Search & Match Algorithm

Normalised Scoring

Our search algorithm outputs raw scores for each field in a non-normalized way and they can be arbitrarily large depending on the type of the field. In order to make these scores usable, we need to normalize these scores to give a percentage score that is easily understood and comparable.

To do so, we calculate the maximum possible score for each category by taking the sum of each field's highest score and using that as the reference when calculating the % overall score for each resume.

Worked example

Search parameters: Job title and years of experience are specified

  • First candidate:
    • Job title score = 0.8
    • Years experience = 1
    • Overall score = 1.8
  • Second candidate:
    • Job title score = 1.6
    • Years experience = 0
    • Overall score = 1.6
  • Maximum score:
    • Highest job title score = 1.6
    • Highest years experience score = 1
    • Overall maximum score = 2.6
      • Candidate A = 1.8/2.6 = 69%
      • Candidate B = 1.6/2.6 = 62%

Category weights are applied to category scores to influence the overall percentage score.

Inverse Document Frequency

To determine the match for each category, Affinda’s search algorithm considers the relative frequency that a search term appears within resumes or job descriptions. This means that the category scores will consider how rare a match for this criterion is across the wider pool of candidates and as such associate higher relevance or importance to this particular criterion.

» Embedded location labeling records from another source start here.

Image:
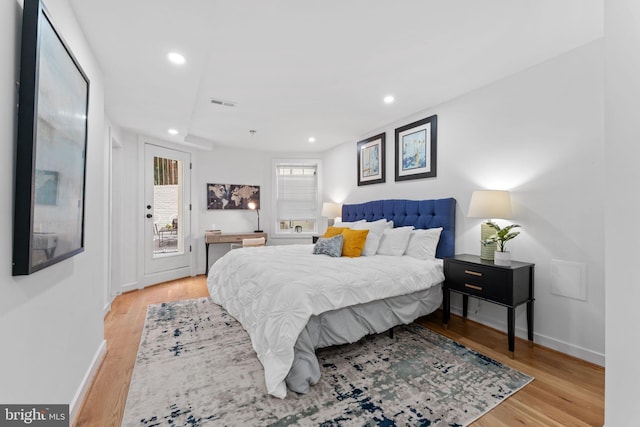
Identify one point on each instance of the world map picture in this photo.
(232, 196)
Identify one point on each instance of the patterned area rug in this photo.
(196, 367)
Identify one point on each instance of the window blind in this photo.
(297, 196)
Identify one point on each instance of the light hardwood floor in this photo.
(566, 391)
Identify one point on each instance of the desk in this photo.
(216, 238)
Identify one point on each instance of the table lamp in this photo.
(254, 206)
(489, 204)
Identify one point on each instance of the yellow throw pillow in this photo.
(354, 241)
(333, 231)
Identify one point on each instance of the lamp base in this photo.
(487, 250)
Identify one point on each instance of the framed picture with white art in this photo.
(371, 160)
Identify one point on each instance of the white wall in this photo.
(622, 47)
(51, 321)
(540, 135)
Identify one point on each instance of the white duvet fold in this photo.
(274, 290)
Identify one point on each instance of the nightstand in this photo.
(509, 286)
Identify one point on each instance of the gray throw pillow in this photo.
(331, 246)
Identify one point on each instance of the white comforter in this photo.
(274, 290)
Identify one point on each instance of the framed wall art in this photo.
(371, 160)
(50, 149)
(416, 149)
(232, 196)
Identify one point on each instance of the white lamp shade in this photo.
(490, 204)
(330, 210)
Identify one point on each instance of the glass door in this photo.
(167, 209)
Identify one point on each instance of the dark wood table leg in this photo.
(465, 306)
(206, 268)
(511, 326)
(530, 322)
(445, 307)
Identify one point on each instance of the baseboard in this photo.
(78, 399)
(543, 340)
(133, 286)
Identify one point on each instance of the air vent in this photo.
(222, 102)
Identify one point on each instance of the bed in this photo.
(292, 301)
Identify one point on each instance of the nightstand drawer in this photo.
(483, 282)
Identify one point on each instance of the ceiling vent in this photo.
(222, 102)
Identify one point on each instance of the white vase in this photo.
(502, 258)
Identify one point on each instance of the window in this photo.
(296, 197)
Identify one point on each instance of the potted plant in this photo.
(501, 237)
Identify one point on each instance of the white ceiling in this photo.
(301, 68)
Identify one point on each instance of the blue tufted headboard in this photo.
(419, 213)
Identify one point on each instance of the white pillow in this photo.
(348, 224)
(373, 238)
(423, 243)
(395, 241)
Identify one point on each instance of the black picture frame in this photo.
(232, 196)
(371, 160)
(51, 142)
(416, 149)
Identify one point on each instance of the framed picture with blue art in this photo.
(416, 149)
(371, 160)
(48, 224)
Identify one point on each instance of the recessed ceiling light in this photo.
(176, 58)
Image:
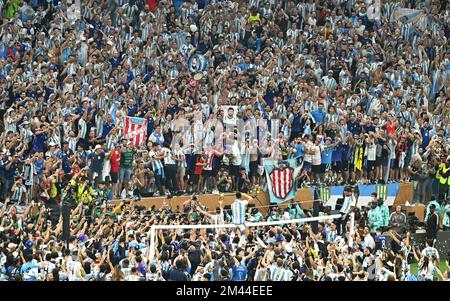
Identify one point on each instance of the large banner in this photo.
(135, 130)
(282, 178)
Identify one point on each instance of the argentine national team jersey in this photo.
(382, 242)
(349, 201)
(238, 211)
(430, 251)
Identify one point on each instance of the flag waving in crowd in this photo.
(136, 130)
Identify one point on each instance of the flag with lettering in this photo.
(135, 130)
(282, 179)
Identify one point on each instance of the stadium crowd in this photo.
(360, 94)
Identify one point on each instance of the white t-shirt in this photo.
(317, 155)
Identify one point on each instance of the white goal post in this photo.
(224, 226)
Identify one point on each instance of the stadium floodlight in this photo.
(225, 226)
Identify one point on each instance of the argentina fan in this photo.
(224, 141)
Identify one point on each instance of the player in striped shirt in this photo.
(238, 209)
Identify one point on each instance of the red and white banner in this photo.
(135, 130)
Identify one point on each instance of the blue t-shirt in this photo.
(299, 150)
(239, 272)
(326, 155)
(318, 115)
(39, 166)
(26, 268)
(39, 142)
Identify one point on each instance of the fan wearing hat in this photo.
(97, 160)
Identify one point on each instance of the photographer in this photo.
(397, 220)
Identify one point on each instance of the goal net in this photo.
(154, 228)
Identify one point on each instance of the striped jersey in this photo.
(157, 165)
(168, 160)
(238, 211)
(209, 160)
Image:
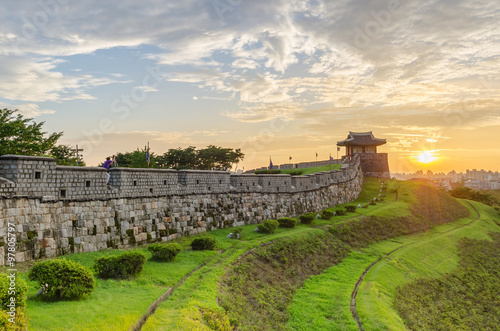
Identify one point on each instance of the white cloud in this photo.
(29, 110)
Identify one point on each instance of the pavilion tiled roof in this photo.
(361, 139)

The result of this is that very common and often generic skills or other criteria (such as management, leadership, and communication) will have a much lower impact on the overall category score compared to more specialised things very relevant to the job or industry. See below for some worked examples in action.

Worked examples

Example 1:

Search terms - ’python’, ‘communication’

Candidate A - matches on python but not communication

Candidate B - matches on communication but not python

Result - Candidate A scores higher than Candidate B. The frequency of the term ‘python’ is lower than ‘communication’ across the entire pool of candidates searched.

Example 2:

Search term - job title: ‘reinsurance analyst’

Candidate A – job title is ‘reinsurance associate’

Candidate B – job title is ‘’financial analyst’

Result - Candidate A scores higher than Candidate B. While both candidates match one of the terms in the search, the frequency of ‘reinsurance’ is far lower than ‘analyst’ in the candidate pool so Candidate A scores higher.